Come dimostra anche la resistenza del Paese alla richiesta degli Stati Uniti di diminuire i propri affari (del valore di 12 miliardi di dollari) con l’Iran, il polo commerciale più importante del Medio Oriente non lascia che l’ideologia intralci il business.

Ufficialmente, per esempio, i diamanti venduti dalla Levant (una società americana, ma guarda caso di proprietà del commerciante di diamanti israeliano Lev Leviev) sono estratti in Africa, lavorati a New York e poi rivenduti negli Emirati.

Ma, ogni anno, 32 miliardi di dollari in pietre passano da Dubai per poi essere rivendute a clienti mondiali come la Cina e l’India. E almeno 200 milioni di dollari sarebbero frutto di diamanti israeliani, secondo la Info-Prod Research Ltd., un’agenzia di informazioni commerciali di Tel Aviv.

Il commercio di gemme è fondamentale, in questo momento, a sostenere l’economia del Paese, duramente colpita dal crollo del mercato immobiliare. Una crisi che ha visto precipitare i prezzi delle case del 50 per cento tra la fine del 2008 e la fine del 2009.

Ahmed bin Sulayem, che nel 2002 ha fondato la borsa dei diamanti di Dubai e l’ha resa il quarto centro di scambio nel mondo, è convinto che lo “staterello” degli Emirati stia indicando la strada giusta per un «futuro diverso» in Medio Oriente, promuovendo la tolleranza tra arabi e ebrei.

I diamanti israeliani arrivano a Dubai passando per il Belgio, la Svizzera, New York o Hong Kong, spiega Chaim Even-Zohar, azionista di maggioranza dell’israeliana Tacy Ltd. «A noi conviene poter vendere attraverso Dubai e a Dubai conviene che Israele compri i suoi diamanti grezzi» sintetizza.

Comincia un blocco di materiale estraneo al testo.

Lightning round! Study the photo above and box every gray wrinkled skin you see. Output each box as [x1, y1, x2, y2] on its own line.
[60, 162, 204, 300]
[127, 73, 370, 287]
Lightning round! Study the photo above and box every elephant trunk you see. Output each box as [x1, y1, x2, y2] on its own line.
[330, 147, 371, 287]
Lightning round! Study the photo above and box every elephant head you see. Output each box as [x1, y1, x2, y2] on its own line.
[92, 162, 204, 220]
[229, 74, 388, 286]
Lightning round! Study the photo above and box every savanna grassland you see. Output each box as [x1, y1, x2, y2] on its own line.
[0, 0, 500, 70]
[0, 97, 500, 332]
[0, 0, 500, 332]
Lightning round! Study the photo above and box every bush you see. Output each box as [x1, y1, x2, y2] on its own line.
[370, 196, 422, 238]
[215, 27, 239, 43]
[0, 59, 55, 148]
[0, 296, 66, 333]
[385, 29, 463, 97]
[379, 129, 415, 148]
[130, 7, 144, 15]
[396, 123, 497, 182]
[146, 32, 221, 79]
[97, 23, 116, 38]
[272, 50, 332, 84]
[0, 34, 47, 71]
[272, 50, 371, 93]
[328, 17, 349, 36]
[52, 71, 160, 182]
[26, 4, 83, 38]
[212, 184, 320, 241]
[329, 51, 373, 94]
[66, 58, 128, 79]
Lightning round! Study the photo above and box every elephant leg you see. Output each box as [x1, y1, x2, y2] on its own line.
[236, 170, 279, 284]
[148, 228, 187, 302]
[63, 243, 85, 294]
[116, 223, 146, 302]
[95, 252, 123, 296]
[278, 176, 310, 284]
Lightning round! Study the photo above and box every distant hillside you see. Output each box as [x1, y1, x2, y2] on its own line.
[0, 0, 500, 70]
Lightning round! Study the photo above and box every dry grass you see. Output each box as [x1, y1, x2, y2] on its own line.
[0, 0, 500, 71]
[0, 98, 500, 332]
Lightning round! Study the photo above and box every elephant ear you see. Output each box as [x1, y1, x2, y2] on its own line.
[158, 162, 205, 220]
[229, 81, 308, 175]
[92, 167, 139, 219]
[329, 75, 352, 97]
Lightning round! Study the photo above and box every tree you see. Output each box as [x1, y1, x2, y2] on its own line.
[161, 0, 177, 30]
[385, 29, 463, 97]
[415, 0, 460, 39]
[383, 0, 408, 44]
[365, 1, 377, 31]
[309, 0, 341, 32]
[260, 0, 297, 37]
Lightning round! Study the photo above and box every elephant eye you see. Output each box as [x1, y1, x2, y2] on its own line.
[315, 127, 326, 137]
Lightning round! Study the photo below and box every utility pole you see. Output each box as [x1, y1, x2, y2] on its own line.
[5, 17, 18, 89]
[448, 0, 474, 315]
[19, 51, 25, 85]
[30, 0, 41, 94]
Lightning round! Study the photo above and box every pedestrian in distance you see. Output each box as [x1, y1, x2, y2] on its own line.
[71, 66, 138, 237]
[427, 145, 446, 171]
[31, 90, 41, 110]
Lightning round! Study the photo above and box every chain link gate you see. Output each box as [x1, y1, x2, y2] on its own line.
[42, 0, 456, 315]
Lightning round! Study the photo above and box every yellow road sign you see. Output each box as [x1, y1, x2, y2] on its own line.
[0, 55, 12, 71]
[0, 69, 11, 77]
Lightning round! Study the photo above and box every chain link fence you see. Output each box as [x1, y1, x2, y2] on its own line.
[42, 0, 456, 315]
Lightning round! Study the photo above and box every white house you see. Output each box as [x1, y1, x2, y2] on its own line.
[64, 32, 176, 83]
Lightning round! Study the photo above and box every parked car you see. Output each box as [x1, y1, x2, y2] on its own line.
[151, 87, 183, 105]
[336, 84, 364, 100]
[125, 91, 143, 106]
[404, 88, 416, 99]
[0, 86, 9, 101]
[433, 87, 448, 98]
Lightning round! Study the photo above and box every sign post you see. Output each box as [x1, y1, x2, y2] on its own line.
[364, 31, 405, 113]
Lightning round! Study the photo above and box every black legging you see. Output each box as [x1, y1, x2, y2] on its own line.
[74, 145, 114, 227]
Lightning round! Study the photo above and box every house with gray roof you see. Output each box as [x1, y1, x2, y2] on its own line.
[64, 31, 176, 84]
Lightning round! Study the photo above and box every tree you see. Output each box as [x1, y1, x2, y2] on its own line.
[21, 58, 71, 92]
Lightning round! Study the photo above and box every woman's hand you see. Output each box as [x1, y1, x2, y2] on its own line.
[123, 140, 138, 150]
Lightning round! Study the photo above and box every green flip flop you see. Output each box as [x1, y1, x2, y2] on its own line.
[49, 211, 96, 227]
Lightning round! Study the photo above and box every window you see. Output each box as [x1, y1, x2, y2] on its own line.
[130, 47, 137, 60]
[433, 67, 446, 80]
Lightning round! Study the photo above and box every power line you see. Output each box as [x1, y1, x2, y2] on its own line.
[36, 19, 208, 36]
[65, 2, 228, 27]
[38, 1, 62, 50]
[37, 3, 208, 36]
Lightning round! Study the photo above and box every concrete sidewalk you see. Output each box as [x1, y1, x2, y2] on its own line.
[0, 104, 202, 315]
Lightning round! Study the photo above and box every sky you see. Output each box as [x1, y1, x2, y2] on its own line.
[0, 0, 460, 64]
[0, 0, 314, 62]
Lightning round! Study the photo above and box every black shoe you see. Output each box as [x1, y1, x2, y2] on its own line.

Mohammad al-Tayeb, commissario generale dell’ufficio per il boicottaggio della Lega Araba di Damasco, sostiene che la Lega non possa fare nulla per rafforzare le politiche dei singoli Stati in materia.

«Ogni Paese è sovrano e libero di applicare concretamente le decisioni come vuole» spiega in un’intervista. Del resto, tra i 22 Paesi della Lega Araba, ci sono anche l’Egitto e la Giordania che hanno firmato trattati di pace con Israele e mantengono relazioni diplomatiche e commerciali con Tel Aviv.